Code + docs contributions. Capability backends, device tree ports, test harnesses, OEM bake-in playbooks. See CONTRIBUTING.md. Lowest-barrier first commits: oir-demo (Kotlin demo app), docs/ (clarify whatever confused you), oir-vendor-models (curate permissively-licensed model recipes).

Funding: GitHub Sponsors button is on the way (pending GitHub's org-application approval). Once live, sponsor tiers map to concrete things — a Pixel dev unit, a month of build-host VM, a backend integration sprint. Until then, the most useful contribution is a starred repo + a discussion post about your use case.

A benchmark we'd like to see exist

Phones are measured by clock speed, GPU triangles, photon counts, and battery hours. None of those answer the question on-device AI now forces us to ask:

How much intelligence can a device orchestrate at once, in real time?

The numbers we'd love to see standardized:

  • Resident capability count — how many models can load simultaneously without thermal collapse or eviction thrash?
  • See-think-speak latency — phone takes a photo, identifies what's in it, formulates a sentence, speaks it back. End-to-end, in seconds. (Probably ~2 s milestone on a flagship. What's the floor on a $200 device?)
  • Concurrent agent capacity — how many independent on-device agent loops can the device sustain in parallel before the user notices?
  • Intelligence bandwidth — total inferences per second the device serves across every app, every capability.

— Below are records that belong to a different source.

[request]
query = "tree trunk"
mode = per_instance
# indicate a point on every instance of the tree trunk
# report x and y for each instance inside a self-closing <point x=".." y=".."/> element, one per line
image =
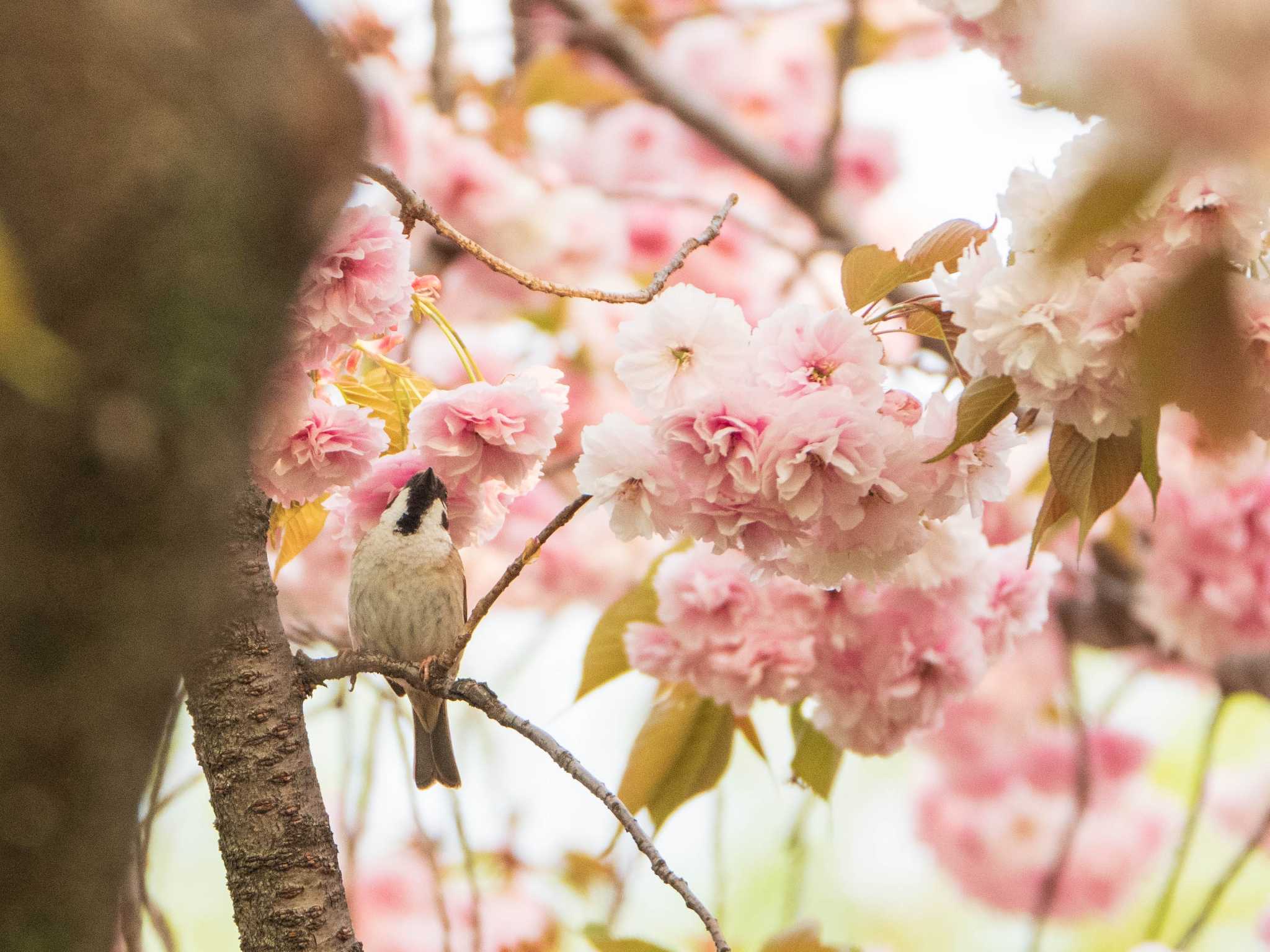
<point x="246" y="699"/>
<point x="167" y="168"/>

There's no "Geekbench for orchestrated intelligence" — and OEMs planning AI-as-a-system features have nothing to spec against. JibarOS makes the question askable: by exposing inference as a shared, scheduled, budgeted platform service, the runtime gives you something concrete to measure.

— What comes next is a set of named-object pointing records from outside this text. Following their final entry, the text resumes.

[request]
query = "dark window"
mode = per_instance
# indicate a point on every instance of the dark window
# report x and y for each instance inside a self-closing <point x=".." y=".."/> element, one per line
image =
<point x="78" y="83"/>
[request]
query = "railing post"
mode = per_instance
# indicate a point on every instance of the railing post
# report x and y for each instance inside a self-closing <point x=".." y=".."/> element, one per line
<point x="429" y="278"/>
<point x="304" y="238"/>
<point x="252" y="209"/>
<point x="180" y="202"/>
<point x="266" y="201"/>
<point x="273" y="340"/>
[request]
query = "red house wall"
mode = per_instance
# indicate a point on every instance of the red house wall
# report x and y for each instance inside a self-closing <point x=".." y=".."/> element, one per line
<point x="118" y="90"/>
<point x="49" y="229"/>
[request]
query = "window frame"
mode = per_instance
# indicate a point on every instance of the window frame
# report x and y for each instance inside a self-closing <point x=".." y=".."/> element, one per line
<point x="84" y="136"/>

We don't have the benchmarks yet. We'd like to see "orchestrated intelligence" become the next axis OEMs compete on, alongside camera and battery. If you're building benchmarks that capture multi-capability concurrent inference — or if you're an OEM with a target device class and a list of limits you wish were standardized — open an issue.

License

Apache 2.0. See LICENSE in each repo.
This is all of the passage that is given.